In editing and rewriting, I have struggled with those first lines. The first line on the first page is probably the most important as you are trying to reel readers in, but even the first line of succeeding chapters have a place of importance, and it seems to take me awhile to warm up to my subject or my scene. I am now going through several books and writing down their first lines. These lines are not necessarily famous or even great. In fact, most are so simple, I wonder if I am just trying too hard.
“Joshua Poldark died in March 1783.” Winston Graham in Ross Poldark
“The treasure of Hookton was stolen on Easter morning 1342.” Bernard Cornwell in The Archer’s Tale
“Roger woke and shot upright on a gulp of breath.” Elizabeth Chadwick in The Time of Singing
“A cold wind blew down from the snow-covered mountains, hissing through the narrow streets of Thebe Under Plakos.” David Gemmell in Troy Shield of Thunder
“Elizabeth Middleton, twenty-nine years old and unmarried, overly educated and excessively rational, knowing right from wrong and fancy from fact, woke in a nest of marten and fox pelts to the sight of an eagle circling overhead, and saw at once it could not be far to Paradise.” Sara Donati in Into the Wilderness (Now, there’s a sentence! Excuse me, while I pause to reread this book.)
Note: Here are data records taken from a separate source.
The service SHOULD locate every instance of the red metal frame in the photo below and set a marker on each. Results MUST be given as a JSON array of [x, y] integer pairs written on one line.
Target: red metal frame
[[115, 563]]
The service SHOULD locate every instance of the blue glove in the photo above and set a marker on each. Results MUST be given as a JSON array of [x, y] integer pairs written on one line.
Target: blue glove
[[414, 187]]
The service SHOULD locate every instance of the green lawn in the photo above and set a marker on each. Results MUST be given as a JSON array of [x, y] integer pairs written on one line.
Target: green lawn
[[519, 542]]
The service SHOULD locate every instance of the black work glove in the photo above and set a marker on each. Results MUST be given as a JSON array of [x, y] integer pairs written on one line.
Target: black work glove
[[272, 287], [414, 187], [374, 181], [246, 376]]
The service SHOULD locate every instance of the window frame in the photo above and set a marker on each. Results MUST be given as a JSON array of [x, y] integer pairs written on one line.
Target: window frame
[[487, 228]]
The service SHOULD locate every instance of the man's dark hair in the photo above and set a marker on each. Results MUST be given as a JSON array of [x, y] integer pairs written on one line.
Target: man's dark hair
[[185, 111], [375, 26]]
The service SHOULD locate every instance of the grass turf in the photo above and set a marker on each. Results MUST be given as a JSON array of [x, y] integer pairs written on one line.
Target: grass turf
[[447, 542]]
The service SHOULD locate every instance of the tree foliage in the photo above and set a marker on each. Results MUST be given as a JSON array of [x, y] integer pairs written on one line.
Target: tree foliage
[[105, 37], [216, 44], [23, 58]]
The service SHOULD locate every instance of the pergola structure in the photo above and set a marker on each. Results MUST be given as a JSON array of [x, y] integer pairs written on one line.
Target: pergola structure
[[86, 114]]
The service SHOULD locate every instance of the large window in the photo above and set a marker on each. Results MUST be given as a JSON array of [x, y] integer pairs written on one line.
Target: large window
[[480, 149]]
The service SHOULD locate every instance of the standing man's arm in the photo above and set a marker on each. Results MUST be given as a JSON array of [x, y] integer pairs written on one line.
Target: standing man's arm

“In 1959 Florence Green occasionally passed a night when she was not absolutely sure whether she had slept or not.” Penelope Fitzgerald in The Bookshop
“On the morning after the Feds burned down her house and took her father, Havaa woke from dreams of sea anemones.” Anthony Maara in A Constellation of Vital Phenomena
“At dusk they pour from the sky.” Anthony Doerr in All the Light We Cannot See
“Now I believe they will leave me alone.” Wallace Stegner in Angle of Repose
This is rather fun, and I could keep going, but I have also found this exercise inspiring, so I need to cut this off and go read. I mean, write.